The theory is that you would like to run the same tools as the attacker. The attacker will run a list of "probable passwords" based on what he knows or guesses of the psychology of the users. John the Ripper is a well-known password cracking software which includes lots of "usual passwords" and rules commonly employed by users to derive witty passwords.
Your advantage is that the server code has access to the password itself when the user registered. Contrary to the attacker who must run each guess through a potentially expensive hashing process (and it can be heavy if you crank the bcrypt iteration count to its full power), your code can work on the actual stuff and do some optimizations such as, as you suggest, normalization to lowercase.
However I think this is not a very good idea on a general basis. The attacker is not restricted to openly available software; he can adjust his list of potential passwords to the actual target (e.g. using more derivations around the names of the children of the specific user whose password is under the fire of the attacker). Even keeping up with the list of "common weak passwords" is likely to be a tiresome process. Moreover, the user himself will enter the game: since password restrictions are felt as an irksome hindrance by users, they will use all their creativity to find even wittier password generation rules which evade your tests.
Enforcing complex password exclusion rules on the server is somehow fighting the attacker on his battleground, and will bring the user to the feast; the user may unfortunately (and unintentionally) help the attacker.
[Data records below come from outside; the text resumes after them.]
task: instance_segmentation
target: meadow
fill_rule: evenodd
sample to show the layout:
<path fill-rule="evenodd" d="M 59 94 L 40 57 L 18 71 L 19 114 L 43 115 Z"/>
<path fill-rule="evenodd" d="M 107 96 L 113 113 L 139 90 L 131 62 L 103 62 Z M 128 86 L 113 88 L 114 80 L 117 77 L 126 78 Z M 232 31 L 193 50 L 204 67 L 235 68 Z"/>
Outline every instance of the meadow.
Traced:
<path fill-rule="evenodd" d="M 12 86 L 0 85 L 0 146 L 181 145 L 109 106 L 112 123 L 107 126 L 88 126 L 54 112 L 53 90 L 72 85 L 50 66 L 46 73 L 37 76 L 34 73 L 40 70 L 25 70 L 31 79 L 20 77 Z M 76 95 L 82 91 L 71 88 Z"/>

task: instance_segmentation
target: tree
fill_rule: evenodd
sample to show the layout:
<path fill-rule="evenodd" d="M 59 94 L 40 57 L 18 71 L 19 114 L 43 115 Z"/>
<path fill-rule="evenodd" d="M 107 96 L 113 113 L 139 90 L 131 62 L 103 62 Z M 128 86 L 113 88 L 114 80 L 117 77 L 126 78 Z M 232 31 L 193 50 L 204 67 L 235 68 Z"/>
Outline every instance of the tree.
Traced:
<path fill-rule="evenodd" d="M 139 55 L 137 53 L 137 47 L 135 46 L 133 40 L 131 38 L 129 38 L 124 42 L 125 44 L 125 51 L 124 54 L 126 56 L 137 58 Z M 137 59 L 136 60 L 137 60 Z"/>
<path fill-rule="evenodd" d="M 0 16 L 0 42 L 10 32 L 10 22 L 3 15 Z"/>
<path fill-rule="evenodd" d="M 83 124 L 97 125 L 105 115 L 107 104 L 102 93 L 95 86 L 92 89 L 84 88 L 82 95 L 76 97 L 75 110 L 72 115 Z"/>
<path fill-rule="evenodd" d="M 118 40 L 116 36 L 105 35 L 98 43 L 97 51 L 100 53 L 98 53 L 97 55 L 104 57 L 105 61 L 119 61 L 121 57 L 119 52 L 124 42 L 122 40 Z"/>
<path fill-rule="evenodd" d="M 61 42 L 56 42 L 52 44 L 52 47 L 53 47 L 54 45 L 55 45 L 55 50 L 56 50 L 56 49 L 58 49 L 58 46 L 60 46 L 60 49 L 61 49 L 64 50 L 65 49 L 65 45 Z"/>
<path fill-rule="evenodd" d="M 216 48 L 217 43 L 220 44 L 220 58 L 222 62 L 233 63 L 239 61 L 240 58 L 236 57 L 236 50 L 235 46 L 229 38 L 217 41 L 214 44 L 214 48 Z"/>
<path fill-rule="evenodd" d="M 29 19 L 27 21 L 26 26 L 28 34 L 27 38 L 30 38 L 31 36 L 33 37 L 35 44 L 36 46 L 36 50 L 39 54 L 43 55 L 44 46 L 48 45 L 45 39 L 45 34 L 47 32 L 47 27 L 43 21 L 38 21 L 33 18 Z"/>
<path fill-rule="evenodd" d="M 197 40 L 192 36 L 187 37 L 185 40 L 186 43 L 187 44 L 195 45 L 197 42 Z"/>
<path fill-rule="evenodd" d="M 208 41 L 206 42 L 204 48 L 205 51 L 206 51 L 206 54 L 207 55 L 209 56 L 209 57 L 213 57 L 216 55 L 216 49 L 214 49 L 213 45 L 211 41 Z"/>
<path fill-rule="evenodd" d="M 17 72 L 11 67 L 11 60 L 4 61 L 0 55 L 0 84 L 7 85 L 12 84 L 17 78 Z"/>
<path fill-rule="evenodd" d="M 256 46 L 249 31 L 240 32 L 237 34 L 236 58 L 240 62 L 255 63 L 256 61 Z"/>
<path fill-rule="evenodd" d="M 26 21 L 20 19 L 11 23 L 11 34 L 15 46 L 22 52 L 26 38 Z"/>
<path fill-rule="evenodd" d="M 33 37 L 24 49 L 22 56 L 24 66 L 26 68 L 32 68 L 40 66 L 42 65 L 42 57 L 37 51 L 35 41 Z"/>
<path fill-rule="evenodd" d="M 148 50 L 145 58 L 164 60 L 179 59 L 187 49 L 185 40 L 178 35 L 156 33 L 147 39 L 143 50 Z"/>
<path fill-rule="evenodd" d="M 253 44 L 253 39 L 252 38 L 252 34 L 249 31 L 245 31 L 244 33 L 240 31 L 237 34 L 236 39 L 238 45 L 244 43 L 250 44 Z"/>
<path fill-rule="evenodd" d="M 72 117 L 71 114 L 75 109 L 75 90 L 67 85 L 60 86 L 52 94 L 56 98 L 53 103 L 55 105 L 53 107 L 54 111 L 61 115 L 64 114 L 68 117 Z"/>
Therefore, I would recommend against such rules. What you need is the collaboration of the user, and you will have it by being transparent about the rules you employ; the user must be able to find a password which "passes your test" without entering a trial-and-error process. Nothing is more annoying than choosing ten successive passwords until one is finally accepted by a rigid server. You do not want to annoy the user, because an annoyed user will help attackers (he will not think about it like this, but that's the net effect). Explicit rules ("at least 8 characters, at least 1 digit") are much better for pedagogy.
And, of course, nothing beats proper education and training of users about the dangers of non-random passwords.
Sounds good in addition to other sane practices (e.g., bcrypt).
I'd use as large of a password blacklist as possible. If your password is in a disclosed list of 100000 passwords (or only different from a password in that list by one or two characters), its a bad password and GPUs can likely defeat it. Its also possible that someone is reusing that password. The only good reason to relax this criterion is if you don't want to frustrate your users who may turn to a competitor that allows weak passwords. (Also to state the obvious, don't use passwords from your own systems to build up this blacklisted password list--that's storing the password in plaintext an big no no.)
Additionally, you may want to create a password suggester feature that always generates a password that passes your criteria and have this pop up whenever a password fails. (Though still require the user to type it twice.)
I'd also make sure that your scheme doesn't inadvertently prevent strong passphrases. E.g., fork scorn loss cope endow yin
is a great randomly created diceware passphrase and shouldn't be forbidden if one of the common blacklisted passwords reduced down to fork
(and fork is contained within your passphrase).